Adjust Editing Expectations

If you're moving from Tella to Loom or ScreenPal, you'll lose editing power. Tella's timeline editor with text overlays and zoom effects doesn't exist in simpler tools. Decide if you're okay with less polished output or if you need to keep Tella for specific use cases.

Alternatively, if you're moving to Screen Studio or Cap, the automatic editing might be better than Tella's manual approach. Different trade-offs.

Update Sharing Workflows

Tella generates instant shareable links. If your new tool requires manual export and upload (like CleanShot or Screen Studio), build a workflow for that. Set up a Dropbox folder, YouTube unlisted videos, or whatever hosting method works for your team.

If you're moving to Loom, the instant link workflow is identical. If you're moving to local-first tools, expect more manual work.

Communicate Changes to Your Team

If your team is used to receiving Tella videos, let them know you're switching. Share where to find new videos (different hosting, different player) and set expectations on quality or features that might change.

Which Tella Alternative Should You Choose?

The right alternative depends on what you value most: simplicity, cost, editing power, or visual polish.

If you want simpler async video without Tella's editing: Loom. It's the most mature platform with great integrations, mobile apps, and analytics. Cheaper than Tella too. The videos look more basic but work fine for internal communication.

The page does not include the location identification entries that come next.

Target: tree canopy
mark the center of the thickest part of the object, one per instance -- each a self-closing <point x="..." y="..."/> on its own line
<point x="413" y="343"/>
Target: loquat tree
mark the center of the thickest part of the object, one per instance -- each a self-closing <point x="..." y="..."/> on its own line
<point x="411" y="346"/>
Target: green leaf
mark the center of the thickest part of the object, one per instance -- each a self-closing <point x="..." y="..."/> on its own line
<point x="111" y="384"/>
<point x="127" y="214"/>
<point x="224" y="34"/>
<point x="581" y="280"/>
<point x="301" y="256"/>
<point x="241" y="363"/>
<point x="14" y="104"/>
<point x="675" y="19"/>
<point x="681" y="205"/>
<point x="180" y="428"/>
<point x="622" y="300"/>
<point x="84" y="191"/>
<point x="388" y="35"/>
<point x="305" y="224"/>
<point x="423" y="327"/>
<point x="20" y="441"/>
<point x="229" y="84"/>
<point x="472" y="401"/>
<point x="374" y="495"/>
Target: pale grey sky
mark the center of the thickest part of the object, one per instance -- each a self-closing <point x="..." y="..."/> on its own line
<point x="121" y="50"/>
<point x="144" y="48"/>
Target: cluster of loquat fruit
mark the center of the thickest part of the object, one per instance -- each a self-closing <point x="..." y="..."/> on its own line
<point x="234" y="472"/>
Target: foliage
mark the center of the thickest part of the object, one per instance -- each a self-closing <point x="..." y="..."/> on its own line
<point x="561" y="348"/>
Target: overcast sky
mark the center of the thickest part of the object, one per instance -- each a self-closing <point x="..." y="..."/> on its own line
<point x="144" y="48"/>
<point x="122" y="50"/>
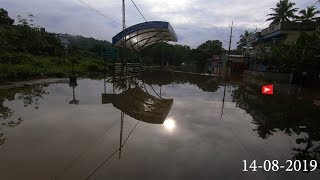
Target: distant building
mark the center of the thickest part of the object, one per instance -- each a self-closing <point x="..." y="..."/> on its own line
<point x="219" y="61"/>
<point x="284" y="32"/>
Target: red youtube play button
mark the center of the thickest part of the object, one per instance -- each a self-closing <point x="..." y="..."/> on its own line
<point x="268" y="89"/>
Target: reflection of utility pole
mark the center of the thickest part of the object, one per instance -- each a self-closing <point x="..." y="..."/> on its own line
<point x="229" y="51"/>
<point x="121" y="130"/>
<point x="223" y="99"/>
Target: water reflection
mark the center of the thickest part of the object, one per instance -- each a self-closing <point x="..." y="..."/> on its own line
<point x="29" y="96"/>
<point x="73" y="84"/>
<point x="289" y="114"/>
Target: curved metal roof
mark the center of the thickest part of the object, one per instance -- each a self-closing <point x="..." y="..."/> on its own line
<point x="145" y="34"/>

If you're Mac-only and want automatic editing: Cap (free, open-source, automatic zoom effects) or Screen Studio ($89 one-time, cinematic quality). Both produce beautiful videos without manual editing. Cap is still early but improving fast.

If you need editing but want to pay less: ScreenPal. It costs $3-8/month and offers timeline editing with text, zoom, and overlays. The UI is dated but functional. Huge savings compared to Tella's $19/month.

If you're Mac-only and want screenshots plus video: CleanShot X. One-time $29 purchase, local storage, excellent screenshot tools. Basic video editing but good enough for many use cases.

If visual quality is everything: Screen Studio. The automatic camera motion and polished output justify the $89 price if you're creating marketing or customer-facing content. Tella is good, Screen Studio is stunning.

Honestly? Tella still holds up as the best balance of editing power, ease of use, and polish for people creating customer-facing videos regularly. The pricing is steep, but the output quality and workflow efficiency might justify it if recording is a significant part of your job.

For quick internal videos, Tella is probably overkill. Loom or ScreenPal do the job at lower cost. For marketing content, Screen Studio might be better. But Tella sits in a sweet spot that works for a lot of use cases, which is why it's grown so fast despite the premium pricing.